Hamas suspends hostage negotiations over Israel's attacks on Gaza's Al Shifa hospital

INTERNATIONAL / By Luis Moreno

Hamas has suspended negotiations on the Israeli hostages captured on October 7 due to the siege by the Israeli Army on the Al Shifa hospital, located in Gaza City, a Palestinian source close to the talks confirmed to Reuters. the kidnapped

Moments before, the Israeli Prime Minister, Benjamin Netanyahu, assured in an interview with the American network NBC that “there could be” an exchange for the release of the hostages held by the Palestinian militias in Gaza.

“I think that the less I say about it, the more I will increase the chances of it materializing,” said Netanyahu, who stressed that any agreement will be “the result of military pressure” from Israeli forces.. “If there is a possibility of an agreement, we will talk about it when it is there.
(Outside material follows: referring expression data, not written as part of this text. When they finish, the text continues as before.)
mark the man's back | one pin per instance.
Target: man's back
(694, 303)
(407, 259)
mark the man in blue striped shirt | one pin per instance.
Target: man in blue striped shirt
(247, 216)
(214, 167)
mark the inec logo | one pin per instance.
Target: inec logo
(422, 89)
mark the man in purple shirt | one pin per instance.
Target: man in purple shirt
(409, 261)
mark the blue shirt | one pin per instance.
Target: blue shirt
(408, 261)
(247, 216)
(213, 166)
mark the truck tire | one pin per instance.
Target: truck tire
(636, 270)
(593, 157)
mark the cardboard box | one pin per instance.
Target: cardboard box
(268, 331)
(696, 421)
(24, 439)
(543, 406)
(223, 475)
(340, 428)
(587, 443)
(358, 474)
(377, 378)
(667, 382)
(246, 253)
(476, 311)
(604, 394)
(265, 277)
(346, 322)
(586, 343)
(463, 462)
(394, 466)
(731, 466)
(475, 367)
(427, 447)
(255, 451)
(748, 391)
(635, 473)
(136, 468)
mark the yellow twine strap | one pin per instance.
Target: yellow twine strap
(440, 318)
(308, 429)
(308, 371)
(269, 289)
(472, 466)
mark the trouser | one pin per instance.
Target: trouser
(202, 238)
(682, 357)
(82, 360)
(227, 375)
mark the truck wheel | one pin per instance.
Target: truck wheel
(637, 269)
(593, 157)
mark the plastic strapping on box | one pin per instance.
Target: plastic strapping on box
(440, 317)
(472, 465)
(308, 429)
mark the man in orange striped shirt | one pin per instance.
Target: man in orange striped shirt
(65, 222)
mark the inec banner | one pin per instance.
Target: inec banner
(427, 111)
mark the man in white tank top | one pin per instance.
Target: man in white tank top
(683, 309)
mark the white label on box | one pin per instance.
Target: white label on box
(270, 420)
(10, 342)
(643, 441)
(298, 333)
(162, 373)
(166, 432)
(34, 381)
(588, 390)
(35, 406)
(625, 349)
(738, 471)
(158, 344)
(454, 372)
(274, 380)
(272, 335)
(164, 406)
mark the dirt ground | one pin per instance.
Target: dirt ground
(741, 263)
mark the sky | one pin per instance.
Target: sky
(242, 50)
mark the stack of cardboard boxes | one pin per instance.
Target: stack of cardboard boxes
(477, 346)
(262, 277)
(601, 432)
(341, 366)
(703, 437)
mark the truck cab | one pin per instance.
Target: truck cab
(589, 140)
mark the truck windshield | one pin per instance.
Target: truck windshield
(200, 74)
We will announce it if it is achieved,” he said.

Hospital under siege

This Sunday, the press office of the government of the Islamist group Hamas, which controls the Gaza Strip, has once again denounced that Israeli troops are keeping this hospital, Gaza's main medical center, under siege, where it has indicated that there are “stacked corpses.”

According to the Gaza Health Ministry, 40 displaced people taking refuge in the hospital were attacked by Israeli forces as they tried to evacuate the complex.. However, the Israeli Army indicated this Sunday that its troops are allowing the evacuation of civilians from the Al Shifa, Rantisi and Nasser hospitals.

The World Health Organization (WHO), for its part, lost communication with Al Shifa staff this Sunday.. “We assume that our contacts have joined tens of thousands of displaced people who had sought refuge on the hospital grounds and are fleeing the area,” they said.

The director of the WHO, Tedros Adhanom Ghebreyesus, has called the situation at this hospital “deeply worrying and terrifying.”

According to the latest reports received by WHO, the hospital was surrounded by tanks and staff reported a lack of clean water and the risk that the last remaining critical functions, including ICUs, ventilators and incubators, would stop working. soon due to lack of fuel, which would immediately endanger the lives of the patients.